Hace mucho que no hago eso, para ser sinceros. Mis conversaciones se limitan a grupos de whatssapp o llamadas en el descanso del trabajo para acordar la hora y el lugar en el que quedamos a tomarnos algo. Y cuando quedamos, tampoco arreglamos el mundo en los bares como hacíamos antes. Apenas nos da tiempo a ponernos al día, y aún así nunca conseguimos acabar del todo. Te guardas muchas cosas y te quedas sin escuchar otras, porque no hay tiempo en solo una noche. Y acabas hablando de lo de siempre, de los trabajos y de la crisis, hasta que decides que es tiempo de coger un taxi y emprender la vuelta a casa con el mundo aún en su sitio. Nada ha cambiado. No como antes, no como cuando nadabas sobre asfalto y el mundo giraba demasiado deprisa.
Esto es lo que pasa con el tiempo, y es inevitable. También necesario. Necesitas alejarte de lo que en otro tiempo considerabas tu muralla china, tu burbuja, tu escudo. Y no dudabas de que esas relaciones casi minuto a minuto permanecerían para siempre, de que esos lazos seguirían tan fuertes como lo eran entonces. Necesitas independizarte de lo que más quieres, para aprender a ser tú mismo sin nadie alrededor. Esto no siempre es fácil.
Todo esto es necesario y consecuencia inevitable cuando decides hacer tu camino. Irte al extranjero, o quedarte. Buscar un trabajo, dejarte absorber por la rutina. Establecer unos hábitos semanales, unas actividades. No queda entonces casi tiempo para el resto, y decides dedicarte un poco más a ti.

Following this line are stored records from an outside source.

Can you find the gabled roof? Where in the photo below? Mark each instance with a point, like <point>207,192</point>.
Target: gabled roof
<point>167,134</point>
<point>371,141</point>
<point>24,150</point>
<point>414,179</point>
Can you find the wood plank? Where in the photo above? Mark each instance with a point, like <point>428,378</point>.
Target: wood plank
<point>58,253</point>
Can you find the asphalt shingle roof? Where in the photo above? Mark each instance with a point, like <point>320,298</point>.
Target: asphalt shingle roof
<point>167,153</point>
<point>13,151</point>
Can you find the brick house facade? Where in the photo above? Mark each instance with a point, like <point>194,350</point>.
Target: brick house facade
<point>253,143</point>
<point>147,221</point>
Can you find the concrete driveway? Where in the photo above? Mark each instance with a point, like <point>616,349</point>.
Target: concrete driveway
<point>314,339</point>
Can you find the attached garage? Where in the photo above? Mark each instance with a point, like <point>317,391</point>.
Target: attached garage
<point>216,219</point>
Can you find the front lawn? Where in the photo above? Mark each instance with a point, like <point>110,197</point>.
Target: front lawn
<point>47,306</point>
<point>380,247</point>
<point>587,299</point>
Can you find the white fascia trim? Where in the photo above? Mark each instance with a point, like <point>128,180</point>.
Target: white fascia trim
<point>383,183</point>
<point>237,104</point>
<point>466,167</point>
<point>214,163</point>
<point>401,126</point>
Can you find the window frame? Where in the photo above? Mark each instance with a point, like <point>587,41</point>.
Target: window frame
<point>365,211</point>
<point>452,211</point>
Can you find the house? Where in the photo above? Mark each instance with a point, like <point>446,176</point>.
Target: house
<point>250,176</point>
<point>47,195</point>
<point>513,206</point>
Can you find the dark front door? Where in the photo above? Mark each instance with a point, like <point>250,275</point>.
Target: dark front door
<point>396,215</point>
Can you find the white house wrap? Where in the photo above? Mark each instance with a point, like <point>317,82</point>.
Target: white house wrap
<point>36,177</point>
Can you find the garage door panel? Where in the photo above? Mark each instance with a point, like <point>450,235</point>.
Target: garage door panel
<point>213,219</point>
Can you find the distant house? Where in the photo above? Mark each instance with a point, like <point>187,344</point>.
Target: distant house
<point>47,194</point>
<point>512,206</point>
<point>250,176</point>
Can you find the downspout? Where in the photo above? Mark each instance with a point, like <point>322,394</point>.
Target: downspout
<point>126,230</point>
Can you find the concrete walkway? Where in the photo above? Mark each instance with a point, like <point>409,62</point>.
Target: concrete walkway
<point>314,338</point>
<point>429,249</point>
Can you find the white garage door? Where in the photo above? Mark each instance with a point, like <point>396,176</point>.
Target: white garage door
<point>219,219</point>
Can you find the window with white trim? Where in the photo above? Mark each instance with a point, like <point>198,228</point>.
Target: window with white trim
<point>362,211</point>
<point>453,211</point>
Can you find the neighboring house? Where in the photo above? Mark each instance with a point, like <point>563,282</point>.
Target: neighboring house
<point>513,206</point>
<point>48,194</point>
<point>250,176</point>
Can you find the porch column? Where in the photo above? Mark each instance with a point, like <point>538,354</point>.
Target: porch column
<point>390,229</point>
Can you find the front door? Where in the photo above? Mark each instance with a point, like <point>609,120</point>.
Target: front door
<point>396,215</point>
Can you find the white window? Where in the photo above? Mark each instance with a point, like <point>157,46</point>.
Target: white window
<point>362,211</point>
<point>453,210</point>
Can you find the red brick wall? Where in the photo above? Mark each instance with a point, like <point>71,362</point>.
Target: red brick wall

Por otro lado… Nunca me ha asustado la soledad, aunque ahora tampoco la disfruto como antes. No encuentro momento para perderme por Madríz bajo la música y actuar como si estuviera ante una ciudad desconocida. Las horas de sueño son un tesoro y las cuento al milímetro, ya no gasto extras leyendo un libro hasta que se me caigan los ojos. Mis pensamientos en el metro giran en torno al trabajo, a las obligaciones, a los planes de futuro. Ya no me pierdo en ensoñaciones innecesarias que me hagan pasarme de parada.
Pero a veces te paras, o te bajas del autobús, y lo sientes. Aunque sabes que tú formas parte de eso y aceptas el curso normal de las cosas, echas de menos descolgar el teléfono. Y hablar de todo y de nada, reírte o desahogarte o escuchar las pequeñas anécdotas intrascendentes y geniales de la persona que está al otro lado. Caminar por tu ciudad sin rumbo fijo e imaginando vidas alternativas. Soñar que puedes hacer cualquier cosa, y que la harás sin duda en algún momento. Saturarte de tus amigos cada día hasta que ya no queden mundos que arreglar.
En lugar de eso llegas a casa, abres el portátil y tecleas pensamientos sin ordenar que probablemente nadie lea.